If a low proteid diet works so inimically on high proteid animals as Munk and Rosenheim thought, it would naturally be expected that the small proteid ration followed so long by Jägerroos would have resulted in the appearance of marked symptoms, at least a gradual and persistent falling off in body-weight, inability to maintain nitrogen equilibrium, etc.; but none of these things occurred. In Munk’s first experiment, the animal was given no fresh meat whatever during four weeks. Is it not quite possible that in the abrupt cutting off of this wonted form of food a disturbance may have been set up in the gastro-intestinal tract, which paved the way for the more serious results that followed? Jägerroos used only fresh, uncooked meat in his experiments, and laid great stress upon the importance of not departing any more than was necessary from the accustomed form of diet. The writer is strongly of the opinion that sufficient stress has not been laid upon this phase of the subject. A satisfactory diet for dog as for man must meet ordinary hygienic requirements; it must not only be sufficient in amount, but it must be easily digestible, of accustomed flavor, appealing to eye, nostrils, and palate, with reasonable variation occasionally and of moderate volume. With due regard to these conditions, I believe with Jägerroos that not much attention need be paid to the proportion of nitrogen therein, for however small the amount it will be found sufficient to meet the needs of the body.

These are the results, collectively, so frequently used to point a moral for man: Beware of the possible danger of reducing the consumption of proteid food below the commonly accepted dietary standards! We must admit, however, that there is a woeful lack of agreement in these results, and it is difficult to prevent a shadow of doubt from creeping over us as we try to depict for ourselves the way in which a low proteid ration exerts its deleterious effect on dogs. I do not believe that radical changes in diet, whether they involve increase or decrease in total quantities, or in specific elements of the diet, can be made suddenly without danger of some disturbance of the gastro-intestinal tract or other parts of the economy, either in dog or man. It is reasonable to believe also that a high proteid feeder, like a dog, with his more limited dietary, will be far more sensitive to great changes than omnivorous man with his wider range of foodstuffs. Moreover, there is just as good ground for believing that in any animal, excess of proteid is as dangerous as a low proteid diet. Too great a disturbance in the nutritive balance, whether it involves excess or reduction in the amount of a given foodstuff, is liable to be attended with serious disturbance in any sensitive organism.

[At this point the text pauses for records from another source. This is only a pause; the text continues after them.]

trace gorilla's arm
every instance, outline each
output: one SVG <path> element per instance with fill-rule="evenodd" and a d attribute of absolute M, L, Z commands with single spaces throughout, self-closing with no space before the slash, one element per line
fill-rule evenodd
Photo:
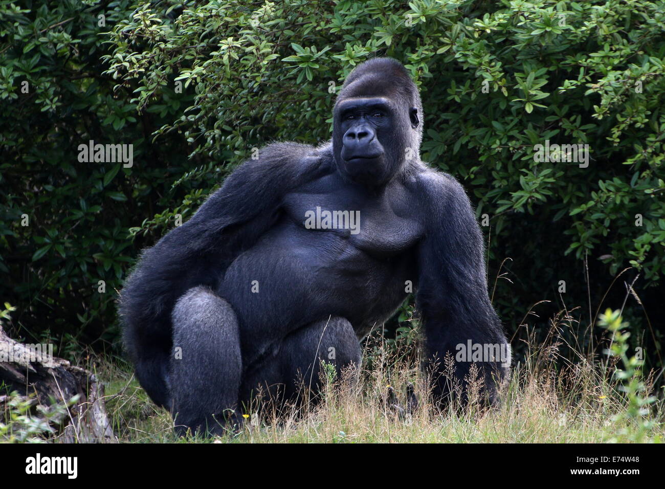
<path fill-rule="evenodd" d="M 418 250 L 416 303 L 424 327 L 424 367 L 434 374 L 435 396 L 446 397 L 451 383 L 442 375 L 447 353 L 454 359 L 456 346 L 466 348 L 469 339 L 483 345 L 506 341 L 487 295 L 482 234 L 464 189 L 448 175 L 429 172 L 420 183 L 420 216 L 429 217 Z M 462 381 L 471 364 L 454 365 L 454 377 Z M 476 365 L 484 370 L 493 398 L 497 365 Z"/>
<path fill-rule="evenodd" d="M 327 160 L 309 146 L 271 144 L 258 160 L 239 166 L 189 220 L 142 252 L 120 298 L 125 345 L 135 364 L 145 365 L 142 377 L 164 377 L 159 359 L 171 348 L 170 314 L 178 297 L 196 285 L 214 286 L 274 224 L 284 194 L 326 171 Z M 165 400 L 163 380 L 150 390 L 156 403 Z"/>

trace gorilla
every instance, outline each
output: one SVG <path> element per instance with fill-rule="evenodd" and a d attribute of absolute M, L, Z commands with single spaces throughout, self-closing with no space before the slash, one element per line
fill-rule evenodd
<path fill-rule="evenodd" d="M 126 349 L 180 434 L 221 432 L 259 387 L 283 399 L 303 379 L 315 388 L 322 361 L 358 365 L 360 340 L 412 289 L 434 399 L 464 397 L 471 365 L 496 399 L 509 358 L 460 355 L 507 346 L 481 234 L 462 186 L 420 159 L 415 84 L 395 60 L 370 59 L 333 114 L 331 141 L 265 146 L 144 250 L 126 281 Z"/>

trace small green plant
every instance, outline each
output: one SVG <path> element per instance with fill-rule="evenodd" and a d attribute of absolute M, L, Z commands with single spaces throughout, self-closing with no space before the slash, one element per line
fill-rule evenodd
<path fill-rule="evenodd" d="M 608 309 L 604 314 L 600 315 L 598 325 L 612 333 L 610 347 L 604 353 L 618 357 L 623 364 L 623 369 L 617 368 L 614 376 L 620 383 L 619 390 L 624 393 L 627 406 L 625 410 L 613 416 L 612 421 L 617 424 L 625 422 L 626 426 L 618 430 L 612 441 L 640 443 L 654 426 L 654 422 L 649 419 L 649 406 L 656 401 L 653 396 L 645 395 L 646 387 L 642 375 L 644 362 L 634 355 L 628 356 L 628 339 L 630 333 L 623 331 L 628 328 L 628 323 L 622 321 L 620 311 Z"/>
<path fill-rule="evenodd" d="M 78 400 L 74 396 L 68 402 L 72 405 Z M 55 432 L 53 426 L 67 414 L 67 407 L 59 403 L 50 406 L 37 405 L 37 414 L 31 411 L 36 401 L 14 391 L 5 399 L 5 422 L 0 422 L 0 442 L 5 443 L 42 443 L 44 436 Z"/>

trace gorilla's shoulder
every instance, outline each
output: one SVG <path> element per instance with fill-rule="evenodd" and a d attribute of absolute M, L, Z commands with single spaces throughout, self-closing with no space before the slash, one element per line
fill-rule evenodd
<path fill-rule="evenodd" d="M 466 197 L 466 192 L 462 184 L 445 172 L 424 166 L 413 178 L 419 190 L 428 197 L 439 199 Z"/>
<path fill-rule="evenodd" d="M 332 145 L 315 147 L 293 141 L 273 142 L 259 151 L 257 160 L 248 160 L 245 164 L 267 164 L 273 169 L 282 168 L 296 173 L 306 173 L 325 166 L 332 161 Z"/>

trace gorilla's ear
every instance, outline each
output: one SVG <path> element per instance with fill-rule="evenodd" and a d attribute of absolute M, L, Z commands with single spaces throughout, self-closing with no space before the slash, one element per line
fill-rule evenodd
<path fill-rule="evenodd" d="M 411 119 L 411 127 L 414 129 L 420 124 L 420 121 L 418 118 L 418 109 L 416 107 L 412 107 L 409 109 L 409 118 Z"/>

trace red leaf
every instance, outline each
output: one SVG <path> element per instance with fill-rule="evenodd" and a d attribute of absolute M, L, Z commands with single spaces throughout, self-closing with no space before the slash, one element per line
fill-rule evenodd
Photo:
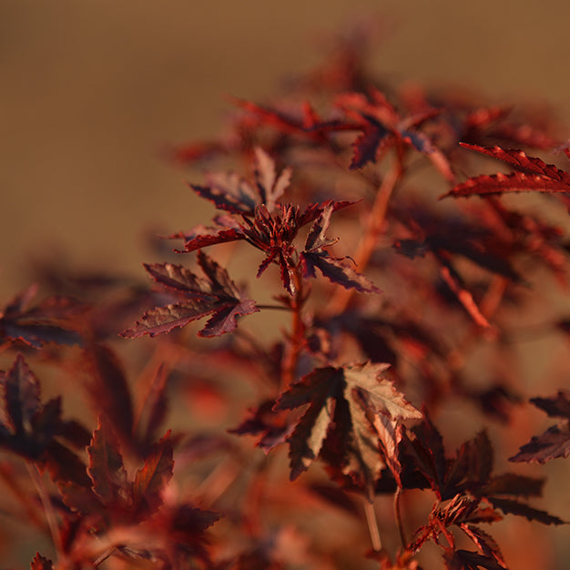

In illustration of these statements, we have some recent results obtained by Watson and Hunter[70] upon the influence of diet on growth and nutrition. These investigators find that young rats—two and a half months old—when fed upon a diet composed exclusively of horse-flesh, which is chiefly proteid matter with some fat, succumb very quickly, for some reason. Of fourteen young rats fed on this meat diet, six died on the third day. On the morning of this day, as the authors state, “the rats appeared to be in their usual health, but an hour after feeding one of them was lying on its side apparently unconscious. In a few minutes others were affected. They appeared to be paralyzed, they felt cold to the touch, exhibited symptoms of tetany, and speedily became unconscious. Six succumbed within half-an-hour. Of the remainder, some showed similar symptoms, although in less degree, and they recovered when the diet was changed to bread and skim milk.” After two days of the so-called normal diet, composed of bread and skim milk, the remaining eight rats were again placed on an exclusive meat diet. They appeared now to have acquired a certain degree of immunity, for although they exhibited symptoms of deranged nutrition, these were gradually recovered from and they gained in weight. At the end of the eighth month, five of the animals were still alive and in apparent good health, but their growth was permanently stunted. With an exclusive diet of ox-flesh, young rats were much more liable to thrive, although their growth was distinctly retarded.